Strain Improvement of Industrially Significant Microorganisms

Microorganisms can generate a wide range of valuable products including proteins and primary/secondary metabolites. However, in most cases, the amount of proteins or metabolites produced by wild-type microorganism is too low for commercially viable applications. Improving wild-type strains through genetic manipulation provides a very attractive and practical approach for developing industrial microorganisms.

Strain improvement is the process of improving microbial strains in favor of enhancing their characteristics for industrial applications.  In different fields, the objectives for improving a strain can be very diverse. At Fornia BioSolutions, our goal is to develop strains that are capable of producing higher titers of microbial products for the agricultural and environmental markets. Our core technology involves computational biology, mutagenesis, genetic engineering, intelligent screening, and large scale fermentation in collaboration with our partners.  Products developed at Fornia BioSolutions are designed to be environmentally safe, competitive, and economically sustainable. 


System-level engineering of microorganisms can be accomplished by the integration of in silico and wet lab experiments. Recent advances in high-throughput experimental and bioinformatics techniques have led to the rapid accumulation of a broad range of “-omics” data (i.e.: genomics, transcriptomics, proteomics, metabolomics and so on). At Fornia BioSolutions, in silico modeling and computational simulations are being developed for quantitative analysis at the gene- to genome-levels. We apply in silico modeling tools and systems biology information to guide the engineering of microorganisms.

After a large amount of high-throughput experimental data is generated and fed into our proprietary laboratory information management system, computational simulations are carried out to decipher the complex data and information. Our computational modeling and experimental design are improved in a continuous process which will develop production strains that are competitive and optimal for industrial applications. 
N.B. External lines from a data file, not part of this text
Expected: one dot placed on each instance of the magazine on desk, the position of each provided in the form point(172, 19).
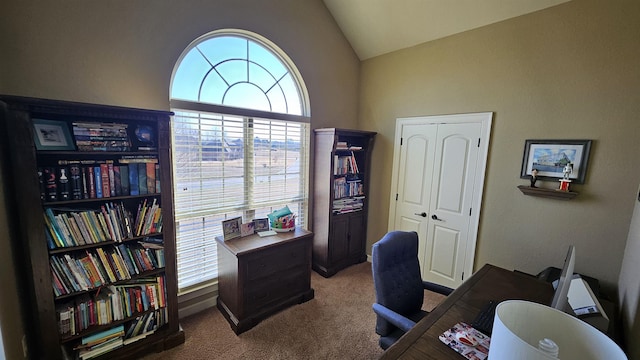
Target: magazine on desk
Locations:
point(467, 341)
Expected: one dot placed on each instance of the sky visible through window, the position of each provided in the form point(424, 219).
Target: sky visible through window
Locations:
point(235, 71)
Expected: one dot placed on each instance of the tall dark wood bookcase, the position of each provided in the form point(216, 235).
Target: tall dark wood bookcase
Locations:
point(25, 154)
point(341, 198)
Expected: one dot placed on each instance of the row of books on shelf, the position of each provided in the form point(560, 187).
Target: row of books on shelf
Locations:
point(343, 187)
point(343, 145)
point(96, 179)
point(101, 136)
point(94, 268)
point(345, 164)
point(94, 136)
point(111, 303)
point(113, 222)
point(113, 338)
point(347, 205)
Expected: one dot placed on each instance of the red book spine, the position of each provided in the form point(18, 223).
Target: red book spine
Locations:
point(92, 182)
point(104, 173)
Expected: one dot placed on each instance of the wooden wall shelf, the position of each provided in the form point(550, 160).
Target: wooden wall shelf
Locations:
point(547, 193)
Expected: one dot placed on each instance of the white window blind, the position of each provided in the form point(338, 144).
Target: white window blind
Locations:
point(228, 166)
point(240, 142)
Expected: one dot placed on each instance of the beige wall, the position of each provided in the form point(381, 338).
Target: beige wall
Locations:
point(10, 309)
point(567, 72)
point(629, 291)
point(123, 52)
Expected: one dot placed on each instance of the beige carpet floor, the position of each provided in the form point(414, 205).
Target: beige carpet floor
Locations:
point(337, 324)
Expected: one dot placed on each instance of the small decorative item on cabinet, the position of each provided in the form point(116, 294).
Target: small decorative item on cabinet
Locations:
point(282, 220)
point(231, 228)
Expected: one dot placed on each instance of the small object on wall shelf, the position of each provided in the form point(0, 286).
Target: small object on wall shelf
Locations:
point(548, 193)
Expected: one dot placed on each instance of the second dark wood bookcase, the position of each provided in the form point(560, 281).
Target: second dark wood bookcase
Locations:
point(341, 198)
point(66, 140)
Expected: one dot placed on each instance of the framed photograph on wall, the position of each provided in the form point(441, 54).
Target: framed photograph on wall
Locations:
point(550, 157)
point(231, 228)
point(52, 135)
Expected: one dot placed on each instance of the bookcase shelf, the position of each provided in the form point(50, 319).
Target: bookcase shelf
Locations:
point(341, 190)
point(88, 263)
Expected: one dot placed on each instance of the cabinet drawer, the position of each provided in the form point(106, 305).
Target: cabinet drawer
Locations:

Mutagenesis and Genetic Engineering

Microorganisms can generate new genetic characteristics by mutagenesis and/or genetic engineering.
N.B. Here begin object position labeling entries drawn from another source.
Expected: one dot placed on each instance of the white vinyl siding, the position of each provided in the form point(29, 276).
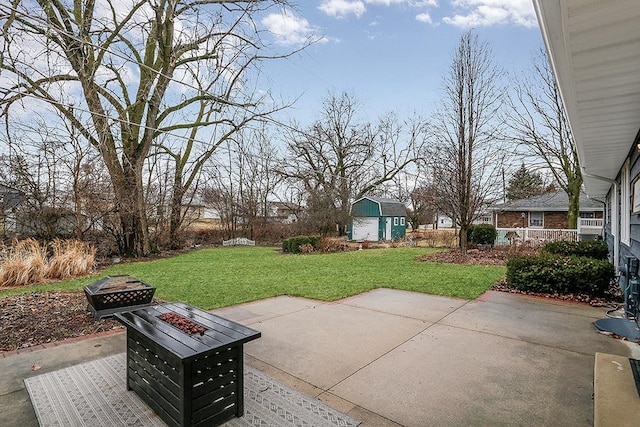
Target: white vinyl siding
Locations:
point(625, 205)
point(536, 219)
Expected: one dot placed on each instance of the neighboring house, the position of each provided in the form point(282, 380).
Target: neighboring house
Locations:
point(376, 219)
point(283, 213)
point(549, 210)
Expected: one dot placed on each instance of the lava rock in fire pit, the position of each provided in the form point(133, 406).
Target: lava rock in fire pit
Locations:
point(183, 323)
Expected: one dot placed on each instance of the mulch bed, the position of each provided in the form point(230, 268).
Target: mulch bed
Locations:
point(494, 256)
point(43, 317)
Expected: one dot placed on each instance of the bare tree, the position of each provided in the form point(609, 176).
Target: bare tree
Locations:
point(242, 184)
point(465, 157)
point(124, 76)
point(539, 125)
point(341, 158)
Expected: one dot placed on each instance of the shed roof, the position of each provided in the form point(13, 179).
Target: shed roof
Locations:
point(388, 207)
point(554, 201)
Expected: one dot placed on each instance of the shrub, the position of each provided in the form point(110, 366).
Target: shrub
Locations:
point(470, 233)
point(328, 244)
point(484, 234)
point(589, 248)
point(293, 244)
point(550, 273)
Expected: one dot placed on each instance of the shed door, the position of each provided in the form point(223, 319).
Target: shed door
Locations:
point(365, 229)
point(387, 235)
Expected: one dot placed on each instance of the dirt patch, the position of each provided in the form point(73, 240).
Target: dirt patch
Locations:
point(39, 318)
point(492, 256)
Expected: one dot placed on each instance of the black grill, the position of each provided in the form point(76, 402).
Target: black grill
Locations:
point(115, 294)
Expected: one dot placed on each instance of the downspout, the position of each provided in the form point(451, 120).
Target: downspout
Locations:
point(613, 182)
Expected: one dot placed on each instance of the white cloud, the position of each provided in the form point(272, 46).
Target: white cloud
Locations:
point(424, 17)
point(289, 29)
point(385, 2)
point(423, 3)
point(481, 13)
point(342, 8)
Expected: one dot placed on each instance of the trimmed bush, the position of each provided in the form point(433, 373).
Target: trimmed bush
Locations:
point(550, 273)
point(484, 234)
point(293, 244)
point(589, 248)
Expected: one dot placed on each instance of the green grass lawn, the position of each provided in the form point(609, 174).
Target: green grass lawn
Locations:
point(218, 277)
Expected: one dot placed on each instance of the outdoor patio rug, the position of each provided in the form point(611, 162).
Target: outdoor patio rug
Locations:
point(94, 394)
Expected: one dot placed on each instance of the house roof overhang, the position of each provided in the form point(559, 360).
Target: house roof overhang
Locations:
point(594, 50)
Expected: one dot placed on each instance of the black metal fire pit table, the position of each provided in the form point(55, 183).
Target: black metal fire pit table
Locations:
point(186, 364)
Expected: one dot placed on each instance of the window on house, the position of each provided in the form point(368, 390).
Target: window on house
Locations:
point(536, 219)
point(625, 205)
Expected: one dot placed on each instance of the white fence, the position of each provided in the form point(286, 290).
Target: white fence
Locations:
point(533, 236)
point(539, 236)
point(590, 225)
point(238, 241)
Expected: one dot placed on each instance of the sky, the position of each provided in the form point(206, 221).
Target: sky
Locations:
point(390, 54)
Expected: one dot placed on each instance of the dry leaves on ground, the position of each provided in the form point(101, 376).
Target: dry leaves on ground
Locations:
point(39, 318)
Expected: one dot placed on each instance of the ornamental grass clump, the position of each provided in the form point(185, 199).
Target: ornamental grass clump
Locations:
point(23, 263)
point(29, 262)
point(70, 258)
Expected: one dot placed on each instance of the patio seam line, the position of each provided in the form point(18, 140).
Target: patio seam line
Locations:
point(551, 302)
point(520, 339)
point(397, 346)
point(52, 344)
point(275, 316)
point(321, 392)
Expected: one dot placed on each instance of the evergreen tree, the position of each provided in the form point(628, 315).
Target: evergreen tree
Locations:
point(524, 184)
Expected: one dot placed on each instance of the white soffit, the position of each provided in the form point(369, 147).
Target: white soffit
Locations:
point(594, 46)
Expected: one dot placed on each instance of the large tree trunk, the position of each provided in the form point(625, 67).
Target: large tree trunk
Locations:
point(131, 210)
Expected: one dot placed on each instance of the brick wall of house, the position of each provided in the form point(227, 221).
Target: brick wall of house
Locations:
point(511, 220)
point(555, 220)
point(551, 219)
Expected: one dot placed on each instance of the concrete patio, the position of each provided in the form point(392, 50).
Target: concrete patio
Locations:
point(393, 358)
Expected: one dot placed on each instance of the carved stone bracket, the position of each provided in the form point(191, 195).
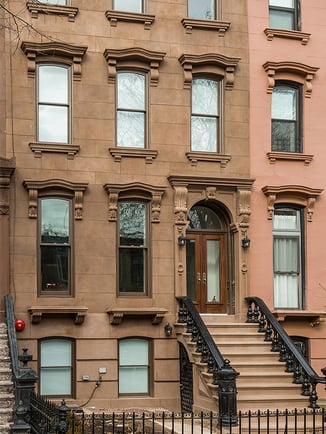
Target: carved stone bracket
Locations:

Mutagenesis is known to be a very powerful tool when it comes to altering both the genotype and phenotype of microorganisms. In mutagenesis, a strain is modified either by spontaneous mutations or by intentionally induced mutations. At Fornia BioSolutions, we are successfully applying appropriate mutagenesis strategies to improve various strains. 

For large scale production, the targeted molecule needs to be produced at levels hundred- to thousand-times higher than those naturally produced. At Fornia BioSolutions, we are genetically engineering prokaryotic and eukaryotic microbes to achieve three major goals: 1) produce in abundance the desired wild-type or engineered enzymes; 2) increase the overall protein titer; 3) remove competing or adverse genes  

Automated and Intelligent Screening

At Fornia BioSolutions, we have automated the routine steps in our day to day workflow. Our results are hence more accurate, reliable and reproducible. Our automation platform enables us to create and evaluate strains in a high-throughput format. The best strains are validated in large scale fermenters.

Our in-depth knowledge on the large-scale fermentation processes of our partners, not only help us identify the targets for strain improvement but also enable us to design intelligent, high-throughput assays resembling process-relevant conditions.

Large Scale Fermentation

The scaling from lab demonstration to industrial fermentation is a well-known challenge. Fornia BioSolutions has in-house 15L fermentors and has access to outsourcing demonstration-scale and commercial-scale fermentation facilities. We improve our success rate by: (a) defining the process in the beginning of our strain improvement; (b) implementing the process condition during our strain development; (c) engaging a multi-stage scale-up and feedback strategy with our partners.